Imagine millions of devices working world-wide and generating petabyte data (or events) each minute (in coming years, this count could be doubled or tripled) and now we can see that batch processing would be very challenging for processing or analyzing such huge amounts of data. However, it is much easier to process and perform analysis on real time data. Apache Storm is a solution to help process real time event data.

What is Storm?

Apache Storm is a free and open source distributed real time computation system. It is fast and reliable enough to processes millions of tuples per second on live streams. Storm can be used with any programing language or machine learning language.

Recently, Microsoft unleashed Apache Storm on its Analytics cloud with fully managed Hadoop services. It brings near real-time analytics capabilities to HDInsight. The image below describes an end-to-end applicability of HDInsight Storm.

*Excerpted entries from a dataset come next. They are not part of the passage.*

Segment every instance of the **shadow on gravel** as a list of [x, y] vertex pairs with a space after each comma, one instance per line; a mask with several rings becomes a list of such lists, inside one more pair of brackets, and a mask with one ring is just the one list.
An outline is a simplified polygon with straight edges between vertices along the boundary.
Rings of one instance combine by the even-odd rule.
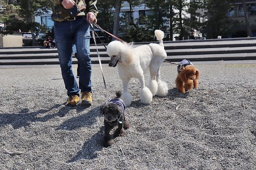
[[61, 106], [61, 105], [56, 104], [48, 110], [40, 109], [31, 112], [29, 112], [28, 109], [26, 108], [21, 110], [18, 113], [1, 114], [0, 117], [0, 127], [10, 124], [12, 126], [13, 129], [18, 129], [28, 125], [31, 122], [45, 122], [56, 116], [63, 117], [62, 108], [57, 113], [47, 115], [43, 117], [37, 117], [37, 116], [39, 114], [45, 113], [53, 109], [58, 108]]
[[98, 157], [97, 151], [101, 150], [103, 147], [101, 146], [101, 139], [104, 133], [104, 127], [101, 126], [99, 131], [94, 135], [91, 138], [85, 142], [81, 151], [76, 155], [67, 163], [76, 162], [79, 159], [93, 159]]
[[150, 104], [143, 104], [141, 102], [140, 100], [137, 100], [132, 101], [131, 105], [128, 107], [131, 107], [134, 108], [140, 108], [144, 107], [149, 105], [150, 105]]
[[189, 92], [183, 93], [179, 92], [177, 88], [173, 88], [168, 90], [168, 95], [166, 97], [169, 98], [170, 100], [174, 100], [176, 98], [186, 98], [189, 94]]
[[[77, 113], [84, 112], [84, 107], [81, 106], [77, 107]], [[92, 109], [88, 113], [83, 113], [78, 116], [73, 117], [62, 123], [56, 130], [72, 130], [97, 123], [96, 118], [100, 116], [99, 109], [99, 106], [97, 106]]]

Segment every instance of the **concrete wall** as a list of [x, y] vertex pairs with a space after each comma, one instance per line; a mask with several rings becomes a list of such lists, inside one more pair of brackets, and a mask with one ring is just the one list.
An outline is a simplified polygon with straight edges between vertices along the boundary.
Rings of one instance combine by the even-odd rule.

How to use Storm in HDInsight

Storm cluster in HDInsight can be provisioned in a single click. Just follow the steps below:

Go to Azure Management Portal à Choose HDInsight under Data Services à Choose Storm à Provide cluster details à Submit

Storm is different from Hadoop’s batch processing and usages topologies instead of MapReduce. Storm contains two types of nodes: head nodes and worker nodes. The core of Apache Storm is Thrift definition and Thrift can be used in any language, so Storm is language independent. But with HDInsight, it supports only three languages .Net, Python and Java.

SDK is available to help you develop an application with Storm. SDK (a Stream Computing Platform) can be downloaded from Storm cluster from %storm_home%\examples\SDK folder. Install it and then you will be able to find Microsoft.SCP namespace in your Visual Studio project. Put you stream processing logic in and build it to generate executable (.exe) file upload output to Storm cluster (e.g example folder).

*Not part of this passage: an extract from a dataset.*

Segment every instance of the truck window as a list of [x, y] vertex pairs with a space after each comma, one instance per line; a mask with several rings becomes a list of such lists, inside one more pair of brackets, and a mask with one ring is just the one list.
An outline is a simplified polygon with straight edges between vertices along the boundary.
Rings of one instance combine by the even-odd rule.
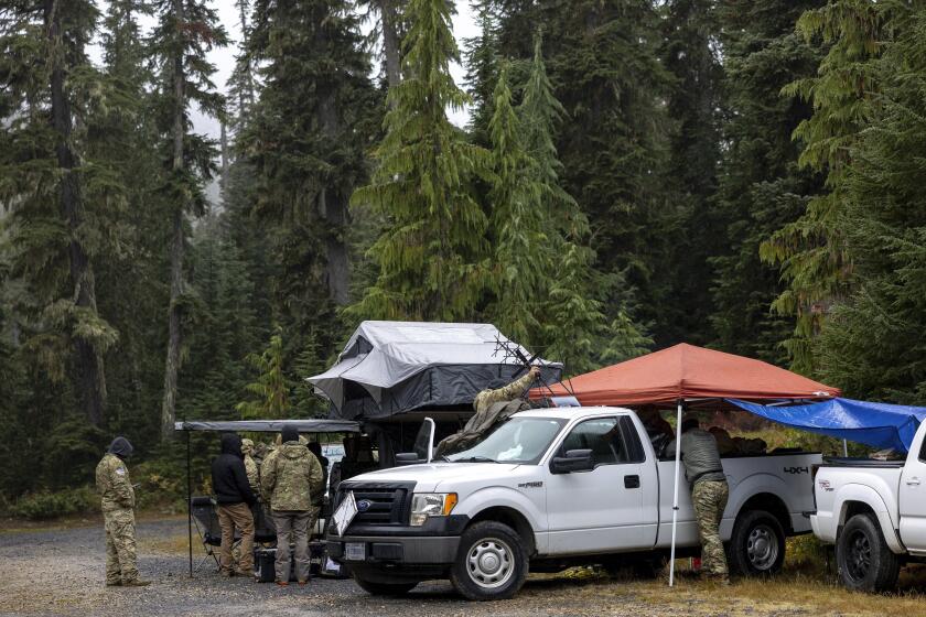
[[616, 418], [595, 418], [577, 424], [563, 440], [558, 456], [566, 456], [570, 450], [591, 450], [595, 467], [629, 461]]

In the next step, you will need to create a .spec file. It is a JSON kind of file in format.

Now connect your Storm cluster (take RDP) and run the following in the Storm command-line:

bin\runspec examples\Storm.spec temp examples\MyApp

Note: A Storm topology always runs until you stop it. To stop (kill) it, navigate in Storm UI (of your cluster) and kill it from topology action.

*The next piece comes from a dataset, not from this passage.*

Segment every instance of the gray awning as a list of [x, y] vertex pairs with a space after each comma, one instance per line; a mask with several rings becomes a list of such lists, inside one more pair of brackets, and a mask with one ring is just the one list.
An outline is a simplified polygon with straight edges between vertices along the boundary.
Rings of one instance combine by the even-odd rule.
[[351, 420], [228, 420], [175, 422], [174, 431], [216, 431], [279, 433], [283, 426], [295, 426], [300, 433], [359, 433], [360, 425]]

Why choose Storm over Spark streaming?

Here’s a quick comparison and reasons to use Storm over Spark streaming for the HDInsight platform.

  • Storm is distributed in real time computation systems. It is language independent whereas Spark is an in-memory distributed data analysis platform and is mainly used to speed-up analytics jobs or queries. However, similar to Storm, Spark streaming jobs run until shutdown by the user.
  • Storm and Spark can both run independently and have no dependency on Hadoop. However, Spark performs batch processing (micro batch processing in streaming) while Storm is more about real time streaming.
  • Microsoft is working (with Hortonworks) on Storm to optimize the HDInsight platform. Spark has a huger volume of open issues than Storm.